Por un verano sin cistitis, campaña de prevención en farmacia

¿Qué son las infecciones urinarias?

Las infecciones que afectan al tracto urinario (ITU) son una de las patologías infecciosas más frecuentes después de las respiratorias, siendo su prevalencia mayor en mujeres que en hombres debido a su especial anatomía, con una uretra más corta.

En una encuesta realizada por el Centro de Información de la Cistitis, se observó que un 25% de las mujeres encuestadas (2.400) había sufrido un episodio de cistitis durante el año 2013. Se considera que un 37% de las mujeres sufre al menos un episodio de cistitis durante su vida y de ellas, el 20% vuelve a padecerlo en los dos meses siguientes y un 12% sufre más de dos episodios al año.

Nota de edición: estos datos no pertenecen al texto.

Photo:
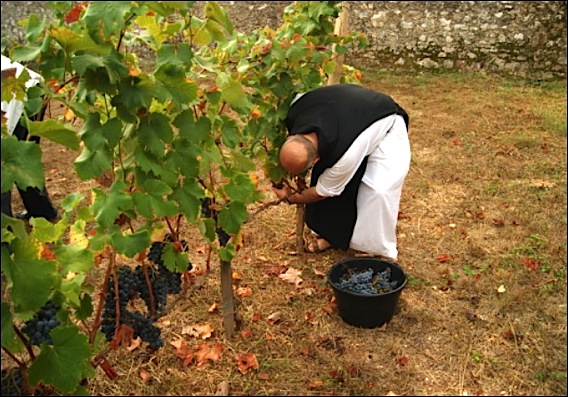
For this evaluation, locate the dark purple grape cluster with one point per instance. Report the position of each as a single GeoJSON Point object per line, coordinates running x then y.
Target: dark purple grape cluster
{"type": "Point", "coordinates": [365, 283]}
{"type": "Point", "coordinates": [206, 210]}
{"type": "Point", "coordinates": [131, 285]}
{"type": "Point", "coordinates": [41, 324]}
{"type": "Point", "coordinates": [14, 384]}
{"type": "Point", "coordinates": [223, 236]}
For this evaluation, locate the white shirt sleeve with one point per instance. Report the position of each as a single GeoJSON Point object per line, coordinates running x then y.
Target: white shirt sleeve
{"type": "Point", "coordinates": [333, 180]}
{"type": "Point", "coordinates": [13, 109]}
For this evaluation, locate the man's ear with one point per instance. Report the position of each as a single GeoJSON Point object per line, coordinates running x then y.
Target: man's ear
{"type": "Point", "coordinates": [10, 72]}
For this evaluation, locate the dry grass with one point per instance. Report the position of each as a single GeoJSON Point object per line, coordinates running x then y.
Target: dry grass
{"type": "Point", "coordinates": [487, 187]}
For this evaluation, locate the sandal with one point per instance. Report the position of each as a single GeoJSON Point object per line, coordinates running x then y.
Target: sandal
{"type": "Point", "coordinates": [318, 245]}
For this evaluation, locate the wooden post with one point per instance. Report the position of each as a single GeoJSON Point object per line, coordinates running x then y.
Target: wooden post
{"type": "Point", "coordinates": [341, 28]}
{"type": "Point", "coordinates": [228, 303]}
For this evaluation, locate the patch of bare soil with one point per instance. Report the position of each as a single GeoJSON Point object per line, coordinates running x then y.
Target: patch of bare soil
{"type": "Point", "coordinates": [482, 237]}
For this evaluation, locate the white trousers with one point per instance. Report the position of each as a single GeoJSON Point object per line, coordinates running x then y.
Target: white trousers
{"type": "Point", "coordinates": [379, 194]}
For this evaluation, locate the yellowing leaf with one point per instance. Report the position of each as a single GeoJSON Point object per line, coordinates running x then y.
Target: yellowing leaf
{"type": "Point", "coordinates": [246, 361]}
{"type": "Point", "coordinates": [244, 291]}
{"type": "Point", "coordinates": [202, 331]}
{"type": "Point", "coordinates": [292, 276]}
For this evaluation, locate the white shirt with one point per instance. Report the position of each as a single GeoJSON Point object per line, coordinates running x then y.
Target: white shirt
{"type": "Point", "coordinates": [13, 109]}
{"type": "Point", "coordinates": [333, 180]}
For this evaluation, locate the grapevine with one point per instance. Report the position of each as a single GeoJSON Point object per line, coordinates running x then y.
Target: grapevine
{"type": "Point", "coordinates": [177, 138]}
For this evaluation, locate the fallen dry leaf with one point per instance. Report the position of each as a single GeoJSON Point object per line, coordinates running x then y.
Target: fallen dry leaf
{"type": "Point", "coordinates": [134, 344]}
{"type": "Point", "coordinates": [222, 389]}
{"type": "Point", "coordinates": [274, 317]}
{"type": "Point", "coordinates": [244, 291]}
{"type": "Point", "coordinates": [246, 361]}
{"type": "Point", "coordinates": [202, 331]}
{"type": "Point", "coordinates": [292, 276]}
{"type": "Point", "coordinates": [183, 351]}
{"type": "Point", "coordinates": [145, 376]}
{"type": "Point", "coordinates": [206, 353]}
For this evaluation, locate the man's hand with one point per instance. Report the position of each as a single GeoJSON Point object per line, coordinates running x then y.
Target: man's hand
{"type": "Point", "coordinates": [281, 193]}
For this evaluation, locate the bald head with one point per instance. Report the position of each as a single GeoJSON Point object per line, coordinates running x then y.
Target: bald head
{"type": "Point", "coordinates": [297, 154]}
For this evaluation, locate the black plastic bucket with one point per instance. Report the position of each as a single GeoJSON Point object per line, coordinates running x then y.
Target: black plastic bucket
{"type": "Point", "coordinates": [366, 310]}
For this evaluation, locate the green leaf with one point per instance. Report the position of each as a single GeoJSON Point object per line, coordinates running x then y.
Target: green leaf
{"type": "Point", "coordinates": [72, 41]}
{"type": "Point", "coordinates": [62, 133]}
{"type": "Point", "coordinates": [71, 287]}
{"type": "Point", "coordinates": [174, 261]}
{"type": "Point", "coordinates": [240, 188]}
{"type": "Point", "coordinates": [154, 132]}
{"type": "Point", "coordinates": [188, 198]}
{"type": "Point", "coordinates": [91, 164]}
{"type": "Point", "coordinates": [21, 164]}
{"type": "Point", "coordinates": [215, 13]}
{"type": "Point", "coordinates": [64, 364]}
{"type": "Point", "coordinates": [74, 259]}
{"type": "Point", "coordinates": [113, 67]}
{"type": "Point", "coordinates": [134, 93]}
{"type": "Point", "coordinates": [47, 232]}
{"type": "Point", "coordinates": [107, 207]}
{"type": "Point", "coordinates": [130, 244]}
{"type": "Point", "coordinates": [108, 15]}
{"type": "Point", "coordinates": [194, 132]}
{"type": "Point", "coordinates": [232, 91]}
{"type": "Point", "coordinates": [28, 273]}
{"type": "Point", "coordinates": [230, 133]}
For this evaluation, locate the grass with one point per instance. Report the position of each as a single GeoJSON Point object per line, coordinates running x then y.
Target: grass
{"type": "Point", "coordinates": [482, 237]}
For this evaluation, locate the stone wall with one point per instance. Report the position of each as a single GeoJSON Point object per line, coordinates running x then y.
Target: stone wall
{"type": "Point", "coordinates": [521, 38]}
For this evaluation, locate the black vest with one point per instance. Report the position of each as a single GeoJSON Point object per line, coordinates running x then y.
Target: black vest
{"type": "Point", "coordinates": [338, 114]}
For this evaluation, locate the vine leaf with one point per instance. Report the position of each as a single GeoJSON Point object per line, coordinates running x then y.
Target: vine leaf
{"type": "Point", "coordinates": [61, 133]}
{"type": "Point", "coordinates": [64, 364]}
{"type": "Point", "coordinates": [27, 274]}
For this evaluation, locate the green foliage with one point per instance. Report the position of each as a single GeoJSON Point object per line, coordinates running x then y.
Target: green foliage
{"type": "Point", "coordinates": [192, 119]}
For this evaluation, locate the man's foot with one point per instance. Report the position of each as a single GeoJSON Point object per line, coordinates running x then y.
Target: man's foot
{"type": "Point", "coordinates": [25, 215]}
{"type": "Point", "coordinates": [318, 245]}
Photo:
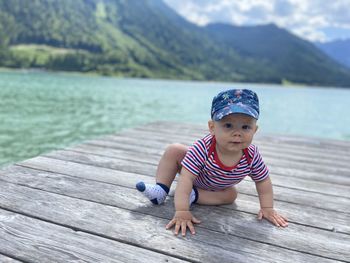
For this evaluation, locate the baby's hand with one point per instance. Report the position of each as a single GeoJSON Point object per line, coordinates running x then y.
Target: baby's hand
{"type": "Point", "coordinates": [183, 219]}
{"type": "Point", "coordinates": [271, 215]}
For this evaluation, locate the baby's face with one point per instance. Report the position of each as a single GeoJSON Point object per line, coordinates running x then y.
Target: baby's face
{"type": "Point", "coordinates": [234, 132]}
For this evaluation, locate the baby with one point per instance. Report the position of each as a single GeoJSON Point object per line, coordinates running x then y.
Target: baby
{"type": "Point", "coordinates": [213, 165]}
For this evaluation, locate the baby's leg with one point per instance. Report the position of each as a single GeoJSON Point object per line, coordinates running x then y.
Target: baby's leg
{"type": "Point", "coordinates": [169, 165]}
{"type": "Point", "coordinates": [222, 197]}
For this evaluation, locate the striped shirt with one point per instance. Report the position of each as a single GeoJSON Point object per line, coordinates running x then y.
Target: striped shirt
{"type": "Point", "coordinates": [202, 161]}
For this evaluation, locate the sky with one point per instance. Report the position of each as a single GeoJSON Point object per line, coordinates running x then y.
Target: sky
{"type": "Point", "coordinates": [314, 20]}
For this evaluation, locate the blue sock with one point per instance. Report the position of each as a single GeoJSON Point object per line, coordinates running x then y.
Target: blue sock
{"type": "Point", "coordinates": [155, 193]}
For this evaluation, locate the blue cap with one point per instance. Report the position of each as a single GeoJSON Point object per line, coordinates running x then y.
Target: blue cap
{"type": "Point", "coordinates": [235, 101]}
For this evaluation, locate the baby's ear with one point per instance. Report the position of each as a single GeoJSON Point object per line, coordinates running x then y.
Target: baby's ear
{"type": "Point", "coordinates": [256, 128]}
{"type": "Point", "coordinates": [211, 126]}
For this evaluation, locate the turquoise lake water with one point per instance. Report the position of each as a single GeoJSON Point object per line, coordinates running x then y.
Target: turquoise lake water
{"type": "Point", "coordinates": [42, 111]}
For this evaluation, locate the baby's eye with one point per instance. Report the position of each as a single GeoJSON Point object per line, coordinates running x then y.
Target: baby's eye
{"type": "Point", "coordinates": [227, 125]}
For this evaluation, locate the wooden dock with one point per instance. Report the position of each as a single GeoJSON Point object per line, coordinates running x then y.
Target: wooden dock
{"type": "Point", "coordinates": [80, 204]}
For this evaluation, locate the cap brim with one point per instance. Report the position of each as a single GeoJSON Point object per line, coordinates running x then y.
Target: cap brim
{"type": "Point", "coordinates": [235, 109]}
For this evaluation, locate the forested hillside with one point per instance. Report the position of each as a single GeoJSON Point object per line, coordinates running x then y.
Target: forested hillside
{"type": "Point", "coordinates": [145, 38]}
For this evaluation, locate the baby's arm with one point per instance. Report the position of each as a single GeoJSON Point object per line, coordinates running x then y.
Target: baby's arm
{"type": "Point", "coordinates": [265, 193]}
{"type": "Point", "coordinates": [183, 218]}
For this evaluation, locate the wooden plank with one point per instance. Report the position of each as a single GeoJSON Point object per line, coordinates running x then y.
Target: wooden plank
{"type": "Point", "coordinates": [150, 169]}
{"type": "Point", "coordinates": [5, 259]}
{"type": "Point", "coordinates": [317, 153]}
{"type": "Point", "coordinates": [205, 246]}
{"type": "Point", "coordinates": [190, 128]}
{"type": "Point", "coordinates": [115, 195]}
{"type": "Point", "coordinates": [295, 196]}
{"type": "Point", "coordinates": [320, 163]}
{"type": "Point", "coordinates": [153, 156]}
{"type": "Point", "coordinates": [33, 240]}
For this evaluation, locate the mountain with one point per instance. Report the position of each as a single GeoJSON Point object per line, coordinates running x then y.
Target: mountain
{"type": "Point", "coordinates": [146, 38]}
{"type": "Point", "coordinates": [339, 50]}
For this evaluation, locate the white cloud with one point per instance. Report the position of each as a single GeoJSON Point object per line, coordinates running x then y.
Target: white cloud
{"type": "Point", "coordinates": [310, 19]}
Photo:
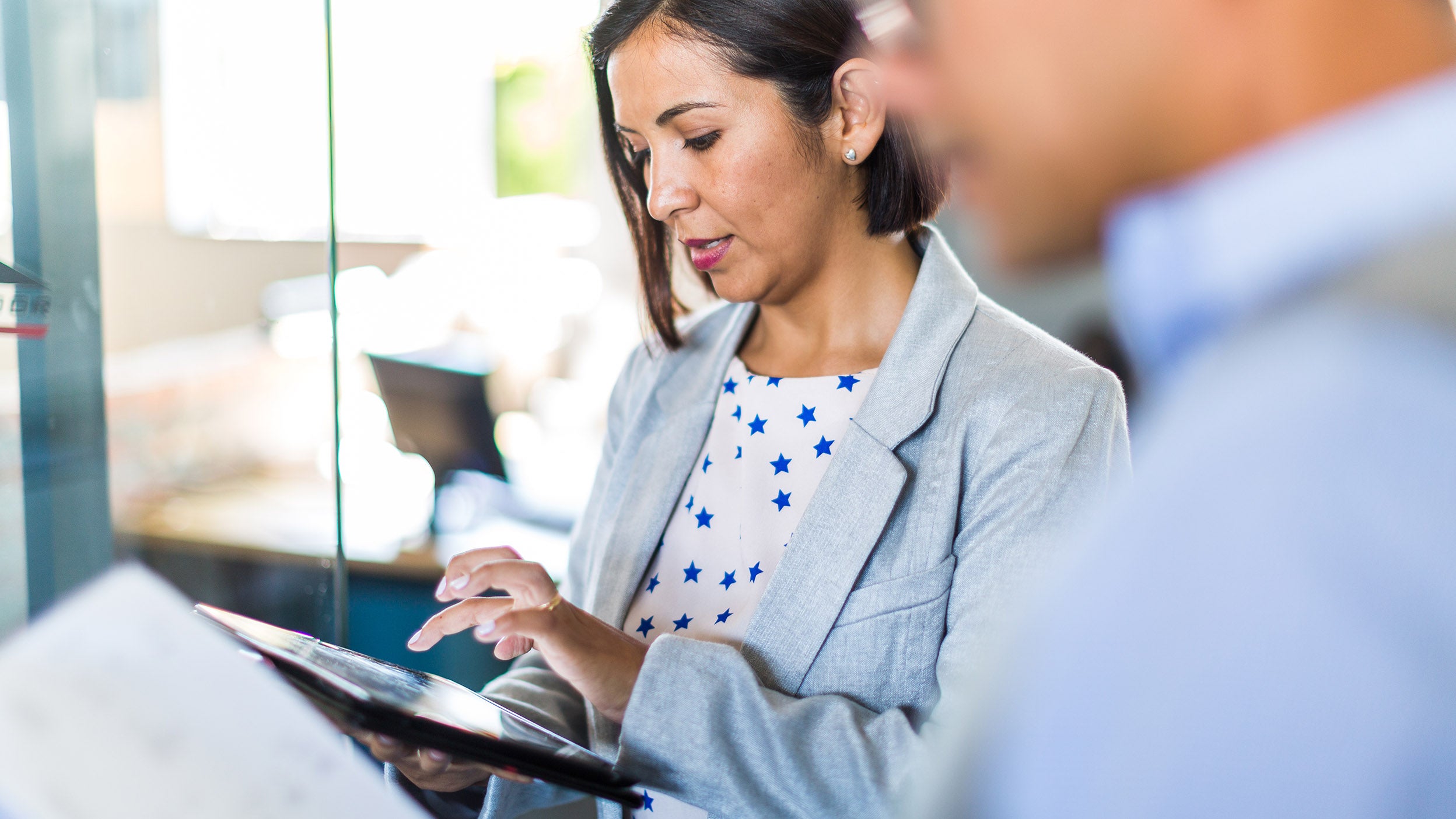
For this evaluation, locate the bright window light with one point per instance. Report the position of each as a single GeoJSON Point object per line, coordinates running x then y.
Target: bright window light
{"type": "Point", "coordinates": [245, 127]}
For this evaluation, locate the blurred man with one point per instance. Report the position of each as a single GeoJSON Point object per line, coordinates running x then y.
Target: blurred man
{"type": "Point", "coordinates": [1266, 624]}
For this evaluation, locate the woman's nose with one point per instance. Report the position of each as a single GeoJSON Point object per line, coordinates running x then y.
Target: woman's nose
{"type": "Point", "coordinates": [668, 193]}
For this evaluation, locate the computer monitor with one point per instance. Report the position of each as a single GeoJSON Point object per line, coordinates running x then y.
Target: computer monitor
{"type": "Point", "coordinates": [438, 407]}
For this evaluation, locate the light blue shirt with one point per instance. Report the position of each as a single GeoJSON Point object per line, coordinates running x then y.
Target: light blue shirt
{"type": "Point", "coordinates": [1266, 622]}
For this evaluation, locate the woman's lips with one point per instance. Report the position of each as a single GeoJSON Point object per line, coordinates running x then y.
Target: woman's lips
{"type": "Point", "coordinates": [708, 253]}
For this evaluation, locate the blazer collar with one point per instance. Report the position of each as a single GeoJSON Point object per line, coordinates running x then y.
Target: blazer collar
{"type": "Point", "coordinates": [941, 306]}
{"type": "Point", "coordinates": [903, 396]}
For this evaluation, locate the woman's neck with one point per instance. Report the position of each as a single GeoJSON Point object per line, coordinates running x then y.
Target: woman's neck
{"type": "Point", "coordinates": [844, 318]}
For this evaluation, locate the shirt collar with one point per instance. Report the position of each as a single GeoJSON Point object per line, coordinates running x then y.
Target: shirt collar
{"type": "Point", "coordinates": [1191, 260]}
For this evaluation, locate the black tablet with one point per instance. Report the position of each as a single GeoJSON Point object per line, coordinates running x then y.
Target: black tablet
{"type": "Point", "coordinates": [424, 710]}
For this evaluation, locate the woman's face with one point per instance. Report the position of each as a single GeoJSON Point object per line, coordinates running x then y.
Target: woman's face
{"type": "Point", "coordinates": [727, 168]}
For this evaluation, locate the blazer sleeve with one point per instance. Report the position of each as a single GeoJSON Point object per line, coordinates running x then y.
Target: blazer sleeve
{"type": "Point", "coordinates": [699, 724]}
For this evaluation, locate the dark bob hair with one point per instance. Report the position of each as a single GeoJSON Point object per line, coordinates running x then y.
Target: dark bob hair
{"type": "Point", "coordinates": [794, 44]}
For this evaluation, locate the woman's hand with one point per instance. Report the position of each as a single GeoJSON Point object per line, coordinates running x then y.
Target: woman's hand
{"type": "Point", "coordinates": [430, 770]}
{"type": "Point", "coordinates": [599, 660]}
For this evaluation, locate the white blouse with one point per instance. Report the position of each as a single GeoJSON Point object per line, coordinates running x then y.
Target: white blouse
{"type": "Point", "coordinates": [769, 445]}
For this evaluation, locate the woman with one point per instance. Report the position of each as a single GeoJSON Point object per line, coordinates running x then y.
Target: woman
{"type": "Point", "coordinates": [807, 499]}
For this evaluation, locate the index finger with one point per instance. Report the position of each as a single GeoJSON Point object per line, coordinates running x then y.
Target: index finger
{"type": "Point", "coordinates": [466, 614]}
{"type": "Point", "coordinates": [522, 579]}
{"type": "Point", "coordinates": [465, 563]}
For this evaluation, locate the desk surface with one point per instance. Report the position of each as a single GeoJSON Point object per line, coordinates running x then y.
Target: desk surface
{"type": "Point", "coordinates": [290, 521]}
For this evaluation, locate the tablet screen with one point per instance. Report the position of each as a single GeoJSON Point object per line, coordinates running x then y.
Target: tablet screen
{"type": "Point", "coordinates": [415, 692]}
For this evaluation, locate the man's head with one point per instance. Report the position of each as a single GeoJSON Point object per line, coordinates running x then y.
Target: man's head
{"type": "Point", "coordinates": [1055, 110]}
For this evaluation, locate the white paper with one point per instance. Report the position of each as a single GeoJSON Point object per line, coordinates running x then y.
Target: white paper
{"type": "Point", "coordinates": [123, 704]}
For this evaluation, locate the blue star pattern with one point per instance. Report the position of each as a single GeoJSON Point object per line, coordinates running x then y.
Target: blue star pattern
{"type": "Point", "coordinates": [721, 524]}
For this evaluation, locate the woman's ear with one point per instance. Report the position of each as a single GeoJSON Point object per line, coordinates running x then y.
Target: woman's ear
{"type": "Point", "coordinates": [859, 103]}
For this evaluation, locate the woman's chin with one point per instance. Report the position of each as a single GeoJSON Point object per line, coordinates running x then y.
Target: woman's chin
{"type": "Point", "coordinates": [732, 288]}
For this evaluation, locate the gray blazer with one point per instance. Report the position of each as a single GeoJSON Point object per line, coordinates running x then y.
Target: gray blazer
{"type": "Point", "coordinates": [979, 436]}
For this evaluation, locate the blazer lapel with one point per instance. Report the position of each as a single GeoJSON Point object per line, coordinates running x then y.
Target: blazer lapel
{"type": "Point", "coordinates": [673, 432]}
{"type": "Point", "coordinates": [859, 490]}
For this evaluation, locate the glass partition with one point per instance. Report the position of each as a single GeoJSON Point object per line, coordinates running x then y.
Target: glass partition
{"type": "Point", "coordinates": [405, 286]}
{"type": "Point", "coordinates": [213, 202]}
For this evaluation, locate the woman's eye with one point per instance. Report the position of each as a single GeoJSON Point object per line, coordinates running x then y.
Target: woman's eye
{"type": "Point", "coordinates": [704, 142]}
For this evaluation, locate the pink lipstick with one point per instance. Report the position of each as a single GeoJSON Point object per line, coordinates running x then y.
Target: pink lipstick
{"type": "Point", "coordinates": [708, 253]}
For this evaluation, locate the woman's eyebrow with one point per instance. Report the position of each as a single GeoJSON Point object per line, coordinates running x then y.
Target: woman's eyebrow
{"type": "Point", "coordinates": [680, 108]}
{"type": "Point", "coordinates": [667, 116]}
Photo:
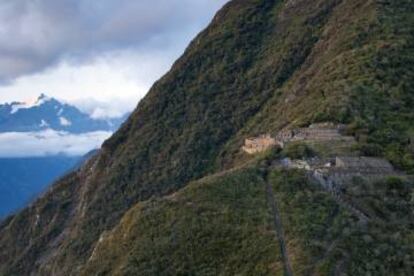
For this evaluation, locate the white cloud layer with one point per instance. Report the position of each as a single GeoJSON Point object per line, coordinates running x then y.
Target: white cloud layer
{"type": "Point", "coordinates": [107, 50]}
{"type": "Point", "coordinates": [49, 142]}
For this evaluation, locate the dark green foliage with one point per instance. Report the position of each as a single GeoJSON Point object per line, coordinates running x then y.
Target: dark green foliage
{"type": "Point", "coordinates": [325, 237]}
{"type": "Point", "coordinates": [260, 66]}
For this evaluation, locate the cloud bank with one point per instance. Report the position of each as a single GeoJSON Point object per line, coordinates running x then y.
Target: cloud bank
{"type": "Point", "coordinates": [49, 142]}
{"type": "Point", "coordinates": [35, 35]}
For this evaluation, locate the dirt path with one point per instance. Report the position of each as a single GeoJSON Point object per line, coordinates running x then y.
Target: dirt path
{"type": "Point", "coordinates": [279, 228]}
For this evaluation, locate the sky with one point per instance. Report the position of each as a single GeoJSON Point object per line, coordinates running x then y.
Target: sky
{"type": "Point", "coordinates": [101, 55]}
{"type": "Point", "coordinates": [91, 52]}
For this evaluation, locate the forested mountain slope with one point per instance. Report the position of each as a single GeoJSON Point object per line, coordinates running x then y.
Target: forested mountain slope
{"type": "Point", "coordinates": [260, 65]}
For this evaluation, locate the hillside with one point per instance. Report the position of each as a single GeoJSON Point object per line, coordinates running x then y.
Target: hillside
{"type": "Point", "coordinates": [170, 193]}
{"type": "Point", "coordinates": [23, 179]}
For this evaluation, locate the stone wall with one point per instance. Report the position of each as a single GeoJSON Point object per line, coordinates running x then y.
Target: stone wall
{"type": "Point", "coordinates": [259, 144]}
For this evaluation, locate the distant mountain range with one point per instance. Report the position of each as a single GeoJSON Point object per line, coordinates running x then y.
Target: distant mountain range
{"type": "Point", "coordinates": [48, 113]}
{"type": "Point", "coordinates": [23, 178]}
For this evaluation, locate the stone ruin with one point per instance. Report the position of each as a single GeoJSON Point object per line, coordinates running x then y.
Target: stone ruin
{"type": "Point", "coordinates": [314, 133]}
{"type": "Point", "coordinates": [259, 144]}
{"type": "Point", "coordinates": [335, 174]}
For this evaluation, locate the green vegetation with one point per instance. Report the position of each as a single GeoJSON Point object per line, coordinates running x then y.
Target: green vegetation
{"type": "Point", "coordinates": [325, 238]}
{"type": "Point", "coordinates": [260, 66]}
{"type": "Point", "coordinates": [219, 225]}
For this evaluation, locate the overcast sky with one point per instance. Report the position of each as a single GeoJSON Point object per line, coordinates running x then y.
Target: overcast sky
{"type": "Point", "coordinates": [94, 50]}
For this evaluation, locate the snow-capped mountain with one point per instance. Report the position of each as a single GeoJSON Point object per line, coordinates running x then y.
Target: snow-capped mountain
{"type": "Point", "coordinates": [49, 113]}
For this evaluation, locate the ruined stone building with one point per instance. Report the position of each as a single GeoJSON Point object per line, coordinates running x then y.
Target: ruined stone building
{"type": "Point", "coordinates": [259, 144]}
{"type": "Point", "coordinates": [344, 169]}
{"type": "Point", "coordinates": [314, 133]}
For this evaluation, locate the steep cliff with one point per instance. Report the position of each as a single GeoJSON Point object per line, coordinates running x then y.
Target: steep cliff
{"type": "Point", "coordinates": [260, 65]}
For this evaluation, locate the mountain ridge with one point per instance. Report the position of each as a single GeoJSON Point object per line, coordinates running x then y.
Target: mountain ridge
{"type": "Point", "coordinates": [234, 81]}
{"type": "Point", "coordinates": [49, 113]}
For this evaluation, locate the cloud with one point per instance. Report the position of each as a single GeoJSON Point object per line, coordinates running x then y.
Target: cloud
{"type": "Point", "coordinates": [49, 142]}
{"type": "Point", "coordinates": [35, 35]}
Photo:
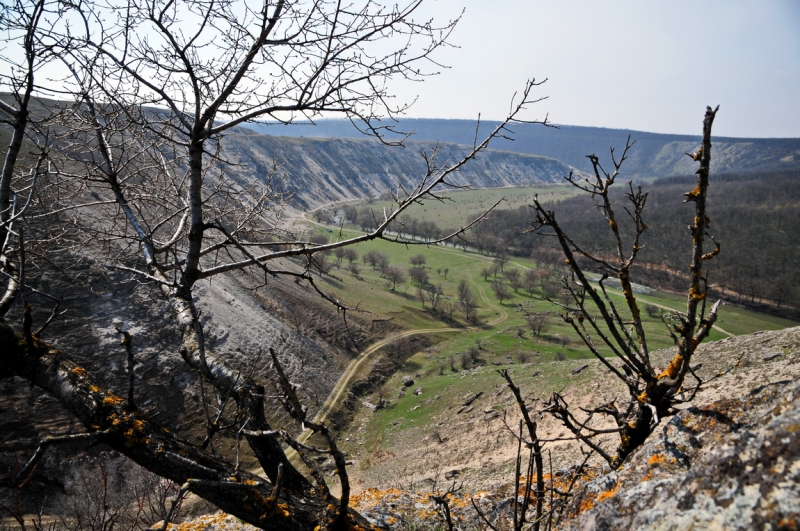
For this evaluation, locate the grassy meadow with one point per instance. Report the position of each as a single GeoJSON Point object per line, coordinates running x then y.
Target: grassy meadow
{"type": "Point", "coordinates": [459, 205]}
{"type": "Point", "coordinates": [498, 337]}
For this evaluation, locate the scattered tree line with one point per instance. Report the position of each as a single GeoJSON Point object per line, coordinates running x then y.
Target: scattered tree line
{"type": "Point", "coordinates": [756, 214]}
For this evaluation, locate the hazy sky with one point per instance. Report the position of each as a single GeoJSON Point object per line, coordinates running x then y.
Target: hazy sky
{"type": "Point", "coordinates": [646, 65]}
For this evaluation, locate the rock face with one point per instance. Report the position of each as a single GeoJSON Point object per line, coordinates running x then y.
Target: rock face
{"type": "Point", "coordinates": [733, 464]}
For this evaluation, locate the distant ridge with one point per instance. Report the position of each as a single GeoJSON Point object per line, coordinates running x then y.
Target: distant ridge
{"type": "Point", "coordinates": [654, 155]}
{"type": "Point", "coordinates": [323, 170]}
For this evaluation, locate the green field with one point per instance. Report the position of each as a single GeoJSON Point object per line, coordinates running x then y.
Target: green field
{"type": "Point", "coordinates": [459, 205]}
{"type": "Point", "coordinates": [500, 328]}
{"type": "Point", "coordinates": [500, 333]}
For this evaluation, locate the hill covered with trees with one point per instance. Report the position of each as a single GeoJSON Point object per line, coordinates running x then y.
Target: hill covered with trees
{"type": "Point", "coordinates": [654, 155]}
{"type": "Point", "coordinates": [754, 217]}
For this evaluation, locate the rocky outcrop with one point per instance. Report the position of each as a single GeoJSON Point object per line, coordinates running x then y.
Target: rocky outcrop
{"type": "Point", "coordinates": [733, 464]}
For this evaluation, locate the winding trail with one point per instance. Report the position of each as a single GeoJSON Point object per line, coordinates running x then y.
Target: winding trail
{"type": "Point", "coordinates": [343, 383]}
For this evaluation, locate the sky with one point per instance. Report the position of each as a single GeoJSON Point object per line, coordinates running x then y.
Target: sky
{"type": "Point", "coordinates": [643, 65]}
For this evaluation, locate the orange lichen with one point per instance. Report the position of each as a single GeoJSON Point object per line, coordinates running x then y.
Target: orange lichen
{"type": "Point", "coordinates": [696, 294]}
{"type": "Point", "coordinates": [112, 400]}
{"type": "Point", "coordinates": [603, 496]}
{"type": "Point", "coordinates": [672, 369]}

En el caso de las mujeres se distinguen dos periodos de mayor incidencia: la primera coincidente con el inicio y mayor actividad de las relaciones sexuales (entre 20 y 30 años de edad), y con embarazos en mujeres con antecedentes. La segunda, a partir de los 50 años, en coincidencia con la etapa climatérica. Por el contrario en hombres la incidencia es baja hasta los 50 años, observándose a partir de esa edad un claro incremento en este tipo de infecciones, como consecuencia de la instauración de patologías que afectan a la glándula prostática.

Una de cada cuatro mujeres sufre, al menos, un episodio de cistitis al año

Se clasifican según la zona del sistema excretor afectado en: infecciones del tracto urinario bajo cuando afectan a vejiga, próstata y uretra, e infecciones del tracto urinario alto, cuando se instaura en riñones y uréteres. A las primeras se les denomina cistitis, prostatitis y uretritis, y a las segundas pielonefritis. Por lo general son menos frecuentes las infecciones de zonas altas del aparato urinario, pues la vía de entrada habitual del agente infeccioso es la uretra. No obstante, dependiendo de la virulencia del agente infeccioso, puede ascender, alcanzar la vejiga y la próstata, y llegar a través de los uréteres al riñón. La infección por vía hematógena es poco frecuente y suele conducir a una afectación renal.

Los agentes infecciosos suelen ser bacterias y de forma ocasional virus u hongos. Entre las bacterias, el responsable de más de un 80% de los casos de cistitis en la mujer es Escherichia coli, microorganismo frecuente en el aparato digestivo y en la vagina. En menor frecuencia Staphylococcus (S. saprophyticus), Proteus mirabilis, Klesbiella, Enterobacter, Citrobacter, y Streptococcus. En general suele tratarse de bacterias Gram negativas. En los varones, el agente causal de uretritis aguda suele ser Neisseria gonorrhoeae, Chlamydia y Trichomonas vaginalis. Entre los hongos, las infecciones de mayor incidencia son debidas a Candida y son frecuentes en personas sondadas.

La bacteria Escherichia coli es responsable de más del 80% de los casos de cistitis en mujeres

Normalmente estos microorganismos son expulsados del organismo mediante el efecto lavado producido por el flujo de la propia orina, cuando el volumen de la misma es adecuado. Sin embargo, la alteración de la flora vaginal por la humedad (como la provocada por los bañadores mojados), el mal uso de antibióticos, la retención urinaria debida a un mal funcionamiento de la vejiga o a procesos obstructivos (cálculos), o las relaciones sexuales, pueden favorecer la adhesión de los microorganismos a las paredes del tracto urinario, iniciándose la infección. Igualmente, una disfunción de las válvulas que impiden el retroceso de la orina o la inserción de catéteres para el sondaje, son factores que también pueden contribuir al desarrollo de la infección.

El diagnóstico se realiza mediante la detección de los agentes infecciosos en orina (bacteriuria, ≥103 UFC/ml de uropatógenos); en caso de Proteus mirabilis >43 colonias/ml), tras la observación de una serie de síntomas.